Expositions

Mirement : La ménagerie, L’herbier

Montréal

    La présente exposition de Geneviève Chevalier réunit deux installations, l’une vidéographique et l’autre de réalité virtuelle intitulées respectivement La Ménagerie et L’Herbier. Ces travaux s’inscrivent dans un cycle d’envergure titré Mirement/Towering qui se penche sur le champ de l’histoire naturelle pour en révéler les multiples ramifications sociopolitiques. Ce vaste projet, en trois volets, débute à Dazibao, se poursuivra à la Galerie d’art Foreman de l’Université Bishop’s en septembre 2022 dans le prolongement d’une résidence au ArtLab, pour se clore en mai 2023 à la Galerie UQO. Une publication recensant l’ensemble du projet est prévue.

    Mirement/Towering interroge la conception du monde vivant héritée de la modernité : un monde vivant décontextualisé, simplifié et exploitable.

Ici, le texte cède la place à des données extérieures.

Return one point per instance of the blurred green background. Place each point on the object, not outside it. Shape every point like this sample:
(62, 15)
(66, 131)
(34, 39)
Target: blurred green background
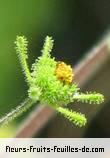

À travers la documentation de certains modes d’appréhension et de connaissance, tels le jardin, la ménagerie et la collection muséale d’histoire naturelle, Geneviève Chevalier explore librement la possibilité de nouvelles perspectives susceptibles de mener à une vision autre du monde vivant. L’herbier et la collection d’oiseaux y sont, par exemple, envisagés en tant que bases de données activées et recontextualisées par une activité de recherche empirique qu’influence l’effondrement de la biodiversité.

    L’étude des collections de spécimens et de représentations d’oiseaux issues du Natural History Museum de Londres ainsi que de sites patrimoniaux anglais est au fondement de l’installation vidéographique à trois entrées intitulée La Ménagerie. Les nombreuses données récoltées par Chevalier recensent l’apparition sur le territoire britannique, en cinquante ans, d’une dizaine d’espèces d’oiseaux originaires de l’hémisphère sud. À ce phénomène, l’artiste confronte l’histoire coloniale britannique, rendue tangible par l’importation au 17e siècle de plusieurs espèces d’oiseaux exotiques exhibés dans les ménageries anglaises pour arborer la richesse et le pouvoir des classes dirigeantes. C’est avec finesse, par de subtils croisements formels et de sens, que se rencontrent ici spécimens d’oiseaux et sites architecturaux pour révéler le caractère singulier du territoire britannique comme témoin de flux migratoires en pleine mutation, influencés tant par les changements climatiques que par des contingences sociopolitiques.

    Avec L’Herbier, c’est aux effets du réchauffement climatique sur la flore de l’Amérique du Nord que s’intéresse Geneviève Chevalier. L’Herbier du Frère Marie-Victorin, conservé à l’Université de Montréal, et les herbiers de l’Université d’Harvard, dont celui élaboré par Henry David Thoreau, servent d’ancrage à cette expérience immersive où le visiteur est appelé à traverser différents tableaux comme autant de passages obligés entre science et nature pour saisir les enjeux actuels de la botanique. Usant d’images produites par modélisation et de prises de vue cinématographiques à 360 degrés, l'œuvre laisse présager un hypothétique avenir où ne resteraient que des représentations d’un vivant qui nous serait antérieur. Un entretien avec le conservateur des Herbiers et professeur à l’Université d’Harvard Charles C. Davis s’insère dans la succession des scènes, confirmant le désolant constat des effets des changements climatiques sur les cycles de floraison et conséquemment la reproduction des plantes.